For the past two decades, whenever heavy rain or storms have broken the sharp, barbed concertina wires guarding the Ram Janmabhoomi perimeter in Ayodhya, the public works department (PWD) has sought Abdul Wahid’s help.
The 38-year-old welder, equipped with rusty arc welders, plasma cutters, gas and rods, helps to maintain the temple’s security — for Rs 250 per day and the joy he gets from the task he performs.
Sadiq Ali stitches kurtas, sadris (colloquial for jackets in Uttar Pradesh), pagdis and trousers. He takes special pride in stitching ‘vastra’ (clothes) for the “Ram lalla” (infant Ram) idol every few months on request from the head priest of the Ram Janmabhoomi temple. “God is one for all of us,” says Ali.
His friend, Mehboob, had first brought a three-phase motor that excavated underground water near Sita Kund for the community kitchen at Ram Janmabhoomi in 1995. Since then, Mehboob has been a regular feature at most temples in the town to look after electricity works.

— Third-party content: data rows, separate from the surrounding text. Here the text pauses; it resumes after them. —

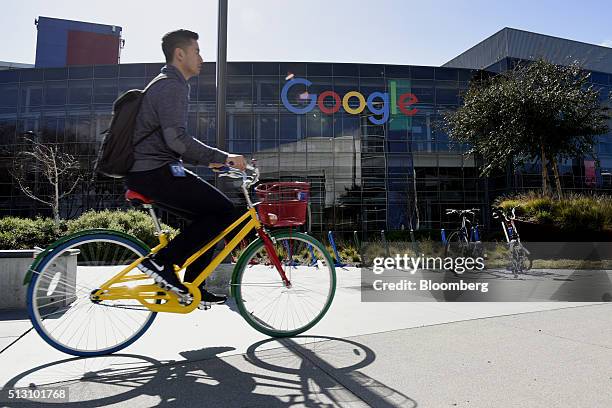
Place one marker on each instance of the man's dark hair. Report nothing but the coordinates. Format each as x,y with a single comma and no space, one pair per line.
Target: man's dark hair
176,39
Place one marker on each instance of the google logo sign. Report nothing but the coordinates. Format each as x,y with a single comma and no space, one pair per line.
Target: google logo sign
390,102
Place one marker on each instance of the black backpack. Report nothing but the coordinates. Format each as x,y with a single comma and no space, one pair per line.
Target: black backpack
116,155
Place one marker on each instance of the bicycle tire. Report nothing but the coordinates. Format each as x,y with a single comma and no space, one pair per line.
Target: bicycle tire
92,258
261,295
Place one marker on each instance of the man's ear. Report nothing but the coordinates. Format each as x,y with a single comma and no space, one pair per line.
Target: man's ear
179,54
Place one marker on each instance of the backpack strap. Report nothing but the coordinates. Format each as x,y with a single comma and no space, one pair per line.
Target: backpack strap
154,81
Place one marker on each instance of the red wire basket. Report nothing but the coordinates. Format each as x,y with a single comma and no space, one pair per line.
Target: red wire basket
283,204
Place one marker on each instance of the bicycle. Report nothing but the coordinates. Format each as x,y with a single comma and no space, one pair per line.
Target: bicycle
87,298
465,240
519,255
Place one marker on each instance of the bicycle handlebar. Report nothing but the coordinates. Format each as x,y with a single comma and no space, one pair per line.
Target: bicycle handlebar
247,179
500,211
461,212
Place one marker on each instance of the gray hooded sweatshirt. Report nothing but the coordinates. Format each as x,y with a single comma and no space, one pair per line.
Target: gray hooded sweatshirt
164,106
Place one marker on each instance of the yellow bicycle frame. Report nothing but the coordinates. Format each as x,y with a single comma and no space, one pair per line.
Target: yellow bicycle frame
147,295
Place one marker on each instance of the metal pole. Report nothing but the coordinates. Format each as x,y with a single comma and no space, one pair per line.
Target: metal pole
221,65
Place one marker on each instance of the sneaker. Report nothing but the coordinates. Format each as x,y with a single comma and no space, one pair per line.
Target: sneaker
209,298
163,275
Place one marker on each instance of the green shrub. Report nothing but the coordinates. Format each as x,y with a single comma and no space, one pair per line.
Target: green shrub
25,233
132,222
544,217
573,212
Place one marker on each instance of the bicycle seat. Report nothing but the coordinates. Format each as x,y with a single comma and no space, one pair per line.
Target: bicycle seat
137,198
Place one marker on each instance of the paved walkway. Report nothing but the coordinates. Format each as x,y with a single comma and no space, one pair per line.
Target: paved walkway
428,354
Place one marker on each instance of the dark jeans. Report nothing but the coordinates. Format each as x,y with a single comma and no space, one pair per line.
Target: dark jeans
208,209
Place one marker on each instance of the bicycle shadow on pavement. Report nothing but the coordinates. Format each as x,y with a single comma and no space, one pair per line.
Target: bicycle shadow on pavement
308,357
305,377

He also ensures that the site where the Ram Lalla idol is kept is lit up round-the-clock.
All three have an association with the temple that goes back decades. “I began working at the temple in 1994 when I was learning the ropes of electrical work from my father. I am an Indian and Hindus are my brothers. They bring wires and other material from Kanpur and I fit them. The work I do makes me proud,” Wahid told TOI.

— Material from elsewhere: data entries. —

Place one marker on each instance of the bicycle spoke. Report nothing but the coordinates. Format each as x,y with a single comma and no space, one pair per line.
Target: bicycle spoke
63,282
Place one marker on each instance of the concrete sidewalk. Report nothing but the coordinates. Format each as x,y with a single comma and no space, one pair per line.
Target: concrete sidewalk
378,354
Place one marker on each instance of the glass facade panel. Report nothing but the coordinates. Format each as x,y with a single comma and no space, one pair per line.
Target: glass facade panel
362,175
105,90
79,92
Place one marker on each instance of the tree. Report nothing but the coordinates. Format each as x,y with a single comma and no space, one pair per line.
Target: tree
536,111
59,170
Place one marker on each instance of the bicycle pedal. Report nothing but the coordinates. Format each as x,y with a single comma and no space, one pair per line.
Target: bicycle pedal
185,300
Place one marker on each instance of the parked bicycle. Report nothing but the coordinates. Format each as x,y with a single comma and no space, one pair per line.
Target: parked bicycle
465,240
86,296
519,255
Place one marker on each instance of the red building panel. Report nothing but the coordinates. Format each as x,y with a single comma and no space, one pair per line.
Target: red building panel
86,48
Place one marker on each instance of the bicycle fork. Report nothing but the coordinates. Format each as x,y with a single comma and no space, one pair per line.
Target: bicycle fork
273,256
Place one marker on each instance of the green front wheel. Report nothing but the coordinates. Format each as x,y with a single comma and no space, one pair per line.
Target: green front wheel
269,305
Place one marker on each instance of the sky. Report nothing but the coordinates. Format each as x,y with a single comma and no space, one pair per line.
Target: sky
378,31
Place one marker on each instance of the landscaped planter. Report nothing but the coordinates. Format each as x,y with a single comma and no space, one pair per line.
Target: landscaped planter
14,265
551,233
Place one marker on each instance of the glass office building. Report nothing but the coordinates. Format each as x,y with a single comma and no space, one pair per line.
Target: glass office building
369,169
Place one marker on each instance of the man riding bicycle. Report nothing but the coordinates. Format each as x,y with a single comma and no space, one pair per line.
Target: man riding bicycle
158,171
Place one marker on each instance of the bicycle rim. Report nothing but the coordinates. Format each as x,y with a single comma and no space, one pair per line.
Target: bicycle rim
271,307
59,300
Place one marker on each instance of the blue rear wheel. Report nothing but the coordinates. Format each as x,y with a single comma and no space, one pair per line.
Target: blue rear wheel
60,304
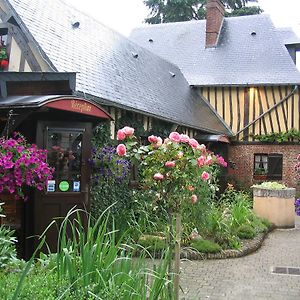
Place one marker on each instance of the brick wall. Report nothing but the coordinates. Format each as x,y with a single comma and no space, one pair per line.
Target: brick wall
242,157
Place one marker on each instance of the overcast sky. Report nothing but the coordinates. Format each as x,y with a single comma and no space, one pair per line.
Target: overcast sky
124,15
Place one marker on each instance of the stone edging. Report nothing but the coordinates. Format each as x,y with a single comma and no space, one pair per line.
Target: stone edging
248,246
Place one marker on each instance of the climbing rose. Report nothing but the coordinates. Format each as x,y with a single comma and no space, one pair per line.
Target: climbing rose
194,199
129,131
201,161
180,154
121,150
205,176
175,137
193,143
121,135
158,176
152,139
170,164
184,138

He recalled when five LeT men drove a jeep into the security cordon and launched a grenade attack at the makeshift Ram temple in 2005. “Since then, I have been making barriers and repairing them outside the temple. Terrorism knows no religion. Like me, there are many CRPF and policemen who work round the clock,” added Wahid.
Ali told TOI, “For the last 50 years, my family, I and my son have been stitching clothes for Hindus, including priests and saints. I have been making sadris for all petitioners in the Ram Temple-Babri Masjid dispute — right from the days of Ramchandra Das Paramhans till the recent heads of Hanumangarhi Temple or Kanak Bhawan’s Ramesh Das. But what gives me the greatest satisfaction is making satin outfits for Ram Lalla,” said Ali.
The 57-year-old’s shop — Babu Tailors — is on land that belongs to the Hanumangarhi temple and he pays Rs 70 as monthly rent to the temple.
The three often meet over tea or take long walks with priests along the banks of the Saryu river.
“We hope to see a continuation of the tradition of peace, worship and brotherhood at Ayodhya,” said Bansi Lal Maurya, who oversees the Ram Janmabhoomi site on behalf of the Faizabad commissioner.